Pero una cosa así, en el caso de Ernesto, podría dar lugar a una objeción malintencionada y miserable, que alguna vez le ha sido dirigida desde su patria. Me refiero a que esa dimensión universal de su pensamiento puede hacerle olvidar las peripecias y dolores de su vieja patria argentina. Pero nada de esto es cierto. La aparición en el año 2000 de su libro teórico y autobiográfico El velo de la ilusión disipa esa objeción. Aunque hayan pugnado por hacerlo invisible, el patriota verdadero es el que señala el dolor de sus gentes, las injusticias que se cometen con ellas y la irracionalidad y la corrupción de los gobiernos cotidianos. Con estas palabras lo saludaba yo entonces: "Un universitario cordobés de ascendencia liberal que dirige su mirada crítica sobre el propio país al mismo tiempo que sufre los contratiempos que le propina la versión oficial de la realidad asumida colectivamente. Esa confrontación de una vida individual y una historia ilusoria tiene un gran poder de sugestión. Porque nos presenta la singular insinuación que está en el fondo del libro: a medida que el testigo va tomando conciencia de todos los problemas de su patria ajenos al discurso histórico oficial, es el testigo y no la versión distorsionada de la realidad el que va perdiendo presencia en su propia sociedad. Cuando aparece el primer peronismo, con su furibunda mitificación de la realidad, el argentino que por carácter o por educación se distancia de aquella particular melopea nacional, empieza a resultar invisible. ‘En no poca medida Félix se sentía formando parte de una Argentina invisible’, escribe Garzón Valdés. A partir de ahí la imposibilidad de establecer una mediación entre el lenguaje colectivo y la mirada crítica individual se expresa en toda una fenomenología del rechazo que acaba por engendrar toda una gama de situaciones de invisibilidad forzosa: primero peregrino, después prescindible, luego exiliado, más tarde emigrado y al final, quizás, superfuo. Lo paradójico de esta dura vivencia es que aquellos que la sufren y contra los que a veces se dirige la insinuación de traidores (y hasta de ‘apátridas’) son precisamente quienes alertan con más calor sobre el engaño y la descomposición de su pueblo. Los otros, los patriotas aparentes y ruidosos, son los que crean, encubren o ignoran estas vergüenzas creyendo mantener con ello más alto el pabellón nacional".

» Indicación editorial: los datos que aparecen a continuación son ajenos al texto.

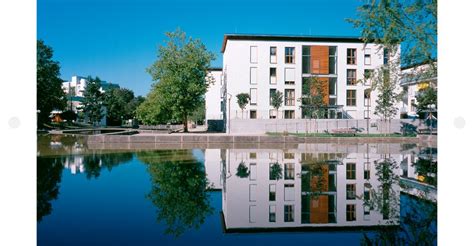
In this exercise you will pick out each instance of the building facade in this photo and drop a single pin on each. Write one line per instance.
(260, 65)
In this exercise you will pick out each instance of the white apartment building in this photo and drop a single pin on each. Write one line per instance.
(74, 90)
(214, 96)
(261, 64)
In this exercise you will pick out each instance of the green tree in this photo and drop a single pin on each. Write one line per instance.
(391, 23)
(117, 100)
(425, 98)
(93, 100)
(152, 112)
(49, 95)
(276, 100)
(181, 73)
(242, 101)
(178, 191)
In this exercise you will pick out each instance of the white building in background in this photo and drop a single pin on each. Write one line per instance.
(416, 79)
(261, 64)
(74, 90)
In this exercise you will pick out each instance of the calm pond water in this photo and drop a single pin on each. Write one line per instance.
(326, 193)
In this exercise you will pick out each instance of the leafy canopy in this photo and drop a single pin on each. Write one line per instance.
(49, 95)
(181, 75)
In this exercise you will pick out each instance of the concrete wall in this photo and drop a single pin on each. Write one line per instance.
(246, 126)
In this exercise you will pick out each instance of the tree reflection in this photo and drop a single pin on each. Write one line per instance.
(178, 189)
(48, 178)
(94, 163)
(417, 218)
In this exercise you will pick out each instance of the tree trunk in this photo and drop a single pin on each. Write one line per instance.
(185, 122)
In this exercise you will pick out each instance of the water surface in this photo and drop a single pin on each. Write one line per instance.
(331, 194)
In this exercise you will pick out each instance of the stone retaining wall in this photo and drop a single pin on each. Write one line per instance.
(218, 139)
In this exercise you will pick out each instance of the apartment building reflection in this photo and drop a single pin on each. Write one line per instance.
(312, 188)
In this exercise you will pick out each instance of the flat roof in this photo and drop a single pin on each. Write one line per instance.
(299, 38)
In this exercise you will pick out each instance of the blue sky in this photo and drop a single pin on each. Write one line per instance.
(118, 39)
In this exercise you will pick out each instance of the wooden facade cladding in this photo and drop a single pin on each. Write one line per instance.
(320, 59)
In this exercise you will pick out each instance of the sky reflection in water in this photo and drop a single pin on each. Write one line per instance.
(349, 194)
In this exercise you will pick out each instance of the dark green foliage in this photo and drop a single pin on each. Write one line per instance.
(425, 98)
(48, 178)
(93, 100)
(276, 100)
(178, 189)
(49, 94)
(242, 170)
(276, 171)
(242, 101)
(181, 75)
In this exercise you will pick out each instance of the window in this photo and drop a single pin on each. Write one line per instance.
(367, 76)
(253, 54)
(350, 191)
(332, 60)
(272, 92)
(272, 213)
(386, 56)
(272, 113)
(253, 171)
(306, 59)
(287, 155)
(367, 97)
(252, 213)
(253, 75)
(253, 96)
(272, 192)
(350, 171)
(273, 54)
(273, 75)
(350, 212)
(290, 55)
(253, 114)
(289, 114)
(289, 192)
(289, 213)
(367, 59)
(332, 86)
(351, 56)
(289, 171)
(351, 77)
(289, 97)
(252, 192)
(351, 98)
(289, 76)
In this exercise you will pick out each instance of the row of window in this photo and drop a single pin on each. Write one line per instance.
(289, 213)
(289, 76)
(352, 56)
(290, 55)
(289, 172)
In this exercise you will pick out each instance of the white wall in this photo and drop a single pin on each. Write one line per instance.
(213, 97)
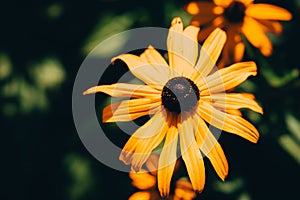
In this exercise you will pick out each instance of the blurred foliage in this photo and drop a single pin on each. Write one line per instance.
(42, 45)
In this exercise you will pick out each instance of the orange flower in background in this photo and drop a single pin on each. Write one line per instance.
(239, 17)
(182, 97)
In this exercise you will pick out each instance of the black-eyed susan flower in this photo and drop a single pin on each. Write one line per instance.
(239, 17)
(145, 181)
(182, 97)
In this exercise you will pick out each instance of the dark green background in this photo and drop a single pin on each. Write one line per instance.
(42, 155)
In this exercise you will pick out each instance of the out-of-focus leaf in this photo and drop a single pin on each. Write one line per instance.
(293, 125)
(79, 170)
(290, 146)
(229, 187)
(5, 66)
(48, 73)
(109, 26)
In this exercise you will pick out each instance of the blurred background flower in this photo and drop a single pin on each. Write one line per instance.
(42, 45)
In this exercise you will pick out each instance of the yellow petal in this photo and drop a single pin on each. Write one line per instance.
(152, 164)
(142, 180)
(230, 123)
(153, 57)
(125, 90)
(204, 33)
(153, 75)
(210, 52)
(141, 196)
(128, 110)
(140, 145)
(182, 48)
(268, 11)
(254, 32)
(228, 78)
(223, 3)
(233, 101)
(184, 190)
(167, 159)
(210, 147)
(191, 155)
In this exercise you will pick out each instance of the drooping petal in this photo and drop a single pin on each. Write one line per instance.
(267, 11)
(125, 90)
(232, 101)
(254, 32)
(153, 75)
(218, 22)
(145, 195)
(210, 147)
(210, 51)
(167, 159)
(223, 3)
(153, 57)
(228, 78)
(230, 123)
(140, 145)
(182, 47)
(191, 155)
(128, 110)
(184, 190)
(142, 180)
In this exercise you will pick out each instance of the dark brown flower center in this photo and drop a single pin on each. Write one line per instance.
(235, 12)
(180, 94)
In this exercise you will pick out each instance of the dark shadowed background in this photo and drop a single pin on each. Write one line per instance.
(42, 45)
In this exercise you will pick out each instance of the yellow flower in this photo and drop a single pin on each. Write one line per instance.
(239, 17)
(146, 182)
(182, 97)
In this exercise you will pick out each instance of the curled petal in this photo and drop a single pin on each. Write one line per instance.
(167, 159)
(227, 122)
(128, 110)
(125, 90)
(228, 78)
(191, 155)
(210, 147)
(140, 145)
(232, 101)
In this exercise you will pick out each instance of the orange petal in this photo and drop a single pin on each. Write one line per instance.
(228, 78)
(210, 52)
(182, 47)
(125, 90)
(167, 159)
(230, 123)
(191, 155)
(140, 145)
(153, 75)
(204, 33)
(142, 180)
(141, 196)
(184, 190)
(254, 32)
(128, 110)
(268, 11)
(210, 147)
(233, 101)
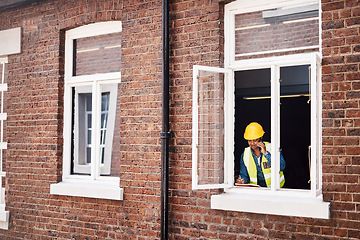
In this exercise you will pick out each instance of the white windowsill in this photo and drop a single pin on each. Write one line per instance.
(276, 205)
(4, 219)
(87, 189)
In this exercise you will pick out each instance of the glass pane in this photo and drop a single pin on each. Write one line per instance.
(110, 130)
(276, 29)
(252, 104)
(99, 54)
(88, 155)
(82, 129)
(295, 125)
(210, 128)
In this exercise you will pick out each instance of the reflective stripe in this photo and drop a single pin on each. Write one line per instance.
(253, 179)
(250, 164)
(268, 175)
(247, 157)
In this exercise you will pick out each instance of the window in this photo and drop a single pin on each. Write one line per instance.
(4, 215)
(91, 112)
(272, 75)
(10, 43)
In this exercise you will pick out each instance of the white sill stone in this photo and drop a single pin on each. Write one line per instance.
(87, 189)
(276, 205)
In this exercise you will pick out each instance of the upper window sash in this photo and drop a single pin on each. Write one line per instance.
(90, 30)
(94, 81)
(228, 103)
(244, 6)
(275, 63)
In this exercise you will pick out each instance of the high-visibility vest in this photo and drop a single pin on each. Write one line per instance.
(250, 164)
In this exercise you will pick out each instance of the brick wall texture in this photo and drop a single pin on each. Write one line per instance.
(34, 103)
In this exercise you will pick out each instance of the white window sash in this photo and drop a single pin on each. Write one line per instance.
(245, 6)
(94, 80)
(229, 128)
(275, 63)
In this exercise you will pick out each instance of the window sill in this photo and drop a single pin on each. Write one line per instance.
(286, 206)
(87, 189)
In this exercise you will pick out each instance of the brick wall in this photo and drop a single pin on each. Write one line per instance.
(34, 126)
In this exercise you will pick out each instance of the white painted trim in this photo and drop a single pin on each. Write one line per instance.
(3, 87)
(79, 185)
(90, 189)
(276, 51)
(245, 6)
(287, 206)
(95, 29)
(228, 156)
(3, 145)
(282, 11)
(3, 60)
(114, 76)
(10, 41)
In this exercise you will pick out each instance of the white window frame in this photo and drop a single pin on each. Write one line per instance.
(291, 202)
(10, 43)
(4, 215)
(104, 167)
(95, 185)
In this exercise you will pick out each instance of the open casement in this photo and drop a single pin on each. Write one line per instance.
(316, 120)
(210, 159)
(83, 128)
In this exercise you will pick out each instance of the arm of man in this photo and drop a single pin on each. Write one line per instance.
(244, 175)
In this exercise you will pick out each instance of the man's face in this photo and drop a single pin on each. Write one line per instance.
(254, 143)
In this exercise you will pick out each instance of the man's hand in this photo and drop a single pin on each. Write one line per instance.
(240, 180)
(261, 145)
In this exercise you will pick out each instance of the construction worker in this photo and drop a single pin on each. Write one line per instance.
(255, 162)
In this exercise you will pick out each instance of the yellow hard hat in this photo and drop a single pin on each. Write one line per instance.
(253, 131)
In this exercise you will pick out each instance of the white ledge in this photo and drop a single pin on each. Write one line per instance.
(276, 205)
(87, 189)
(4, 218)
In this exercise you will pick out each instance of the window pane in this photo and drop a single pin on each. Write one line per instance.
(99, 54)
(252, 104)
(276, 29)
(210, 128)
(82, 129)
(110, 130)
(295, 125)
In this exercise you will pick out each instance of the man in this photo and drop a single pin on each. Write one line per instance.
(255, 162)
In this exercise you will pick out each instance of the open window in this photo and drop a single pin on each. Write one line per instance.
(276, 83)
(91, 166)
(83, 128)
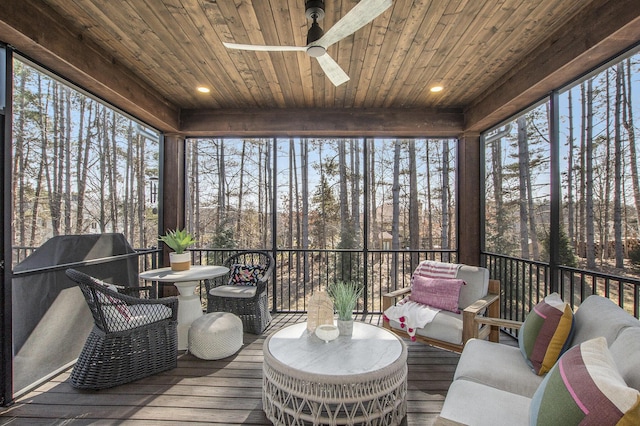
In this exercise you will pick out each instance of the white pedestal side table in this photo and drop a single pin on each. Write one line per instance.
(189, 306)
(348, 381)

Hace bien poco hablábamos por teléfono. Era en mayo, días después de un pequeño y cálido homenaje que organizó Jorge Malem para él en la Universidad Pompeu Fabra de Barcelona. Como casi siempre, llamaba para incitarme a hacer algo, en su función perpetua de acicate para que no nos dejáramos dormir, no nos abandonáramos. "Unas pocas páginas más y lo sacamos como librito". "¿Por qué no lo dejamos para después del verano?", le dije. Como de broma, me respondió: "yo no puedo hacer planes a largo plazo". Nos reímos los dos. Le dije entonces: "acabo de leer lo que signi-fica ‘acicate’ en el castellano antiguo. Era un aguijón corto que se añadía a la espuela para montar: si tú eres el acicate, yo debo ser el caballo". Más risas. Desde que le conocí, hace más de treinta años, siempre han sido así las cosas. Mi antigua y minúscula deuda monetaria, es, obviamente, insignificante. Las auténticas deudas son las que no se pueden pagar. Lo importante, lo impagable, es que conocerlo y leerlo ha contribuido a mi enriquecimiento como ciudadano, me ha hecho ser mejor persona. A ver quién puede saldar esa deuda.